Roth conversion is attractive assuming your income tax rate is still fairly low. Plus you can pick your own custodian and your own investments. And it is possible to put the Roth at a discount broker and invest in stocks. Most people do not move rollovers to 401k's because IRA or Roth IRA gives you control of your funds, whereas your employer can change rules or investments in your 401k at any time.

As to when to invest in index funds, timing an investment is always difficult. That is an advantage of making regular investments in the same fund. Dollar cost averaging gets some shares at the lowest available price and you buy more shares at the lowest price.

No one does market timing well. We hope that Congress resolves the fiscal cliff problems. Then economic recovery should continue. That makes it a good time to invest. But clearly these are times of uncertainty. In a 401K plan where you make the same contribution every month, this does not matter so much. But it is a concern if you plan to make a large single purchase.

On emergency funds, think about the largest event that might come up. Suppose your car required a major repair costing say $1000. How would you fund that? With assets of $35K, you can probably come up with the funds in time. Personally I would put it on a credit card and then work out where best to get the funds when the bill comes in. A bond fund usually works well for that, but if you have a portfolio of stocks, in a month you can decide which one to sell.

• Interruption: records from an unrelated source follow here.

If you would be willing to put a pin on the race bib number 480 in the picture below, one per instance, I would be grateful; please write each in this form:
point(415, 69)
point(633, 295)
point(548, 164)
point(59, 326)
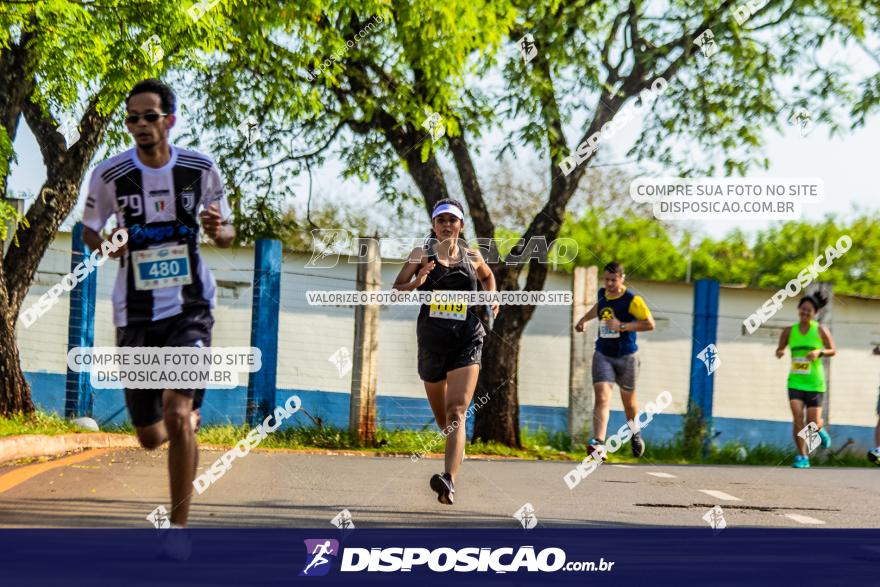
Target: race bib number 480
point(161, 267)
point(800, 366)
point(451, 311)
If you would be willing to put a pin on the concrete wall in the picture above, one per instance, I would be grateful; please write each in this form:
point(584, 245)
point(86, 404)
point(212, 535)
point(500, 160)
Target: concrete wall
point(750, 401)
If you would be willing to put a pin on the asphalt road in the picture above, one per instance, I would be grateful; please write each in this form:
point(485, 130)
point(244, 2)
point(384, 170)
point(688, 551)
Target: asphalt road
point(119, 488)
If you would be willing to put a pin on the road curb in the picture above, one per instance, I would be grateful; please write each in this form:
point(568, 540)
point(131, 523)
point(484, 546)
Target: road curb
point(37, 445)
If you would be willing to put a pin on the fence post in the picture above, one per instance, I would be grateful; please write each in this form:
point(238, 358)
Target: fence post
point(78, 400)
point(264, 328)
point(704, 333)
point(584, 282)
point(364, 373)
point(825, 317)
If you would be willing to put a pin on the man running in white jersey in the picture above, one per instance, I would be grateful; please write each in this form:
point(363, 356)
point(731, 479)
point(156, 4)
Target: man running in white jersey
point(162, 195)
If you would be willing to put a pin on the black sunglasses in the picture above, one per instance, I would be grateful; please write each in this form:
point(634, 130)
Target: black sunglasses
point(149, 117)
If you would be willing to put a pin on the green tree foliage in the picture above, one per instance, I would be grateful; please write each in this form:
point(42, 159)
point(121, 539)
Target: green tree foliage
point(641, 244)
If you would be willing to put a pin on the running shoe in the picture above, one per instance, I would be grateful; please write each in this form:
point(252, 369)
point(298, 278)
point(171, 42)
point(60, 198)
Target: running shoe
point(596, 448)
point(801, 462)
point(442, 484)
point(826, 438)
point(637, 445)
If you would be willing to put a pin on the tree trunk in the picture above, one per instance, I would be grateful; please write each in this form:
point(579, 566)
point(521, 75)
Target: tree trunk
point(65, 169)
point(15, 393)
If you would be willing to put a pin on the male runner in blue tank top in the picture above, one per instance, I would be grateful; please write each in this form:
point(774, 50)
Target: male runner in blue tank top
point(621, 314)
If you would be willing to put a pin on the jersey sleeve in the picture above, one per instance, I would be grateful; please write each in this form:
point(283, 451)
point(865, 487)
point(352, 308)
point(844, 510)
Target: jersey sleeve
point(639, 309)
point(99, 204)
point(214, 193)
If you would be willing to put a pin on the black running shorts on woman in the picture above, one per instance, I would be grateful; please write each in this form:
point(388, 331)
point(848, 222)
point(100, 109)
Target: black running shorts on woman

You do take the risk that you might be forced to sell at a loss or at unfavorable times. But the alternative is often lower rates of return. So that is one choice you have to make. You also must decide for yourself how large your emergency fund needs to be. Some do keep funds in money markets for that purpose. An interest bearing checking account can also be used.

As to discount brokers, there are many of them. They are discussed on the Discount Broker discussion board--

http://boards.fool.com/kiplingers-broker-ratings-30321628.as...

They are most up to date on the various brokers. Personally I use Fidelity. They claim to be the largest. They do a good job. They have an office in most major cities for face to face discussion when necessary. They also offer training courses on various investment subjects. And they provide free independent research.

All of the discount brokers I know of seem to do a good job. So pick the one that meets your needs at the best prices.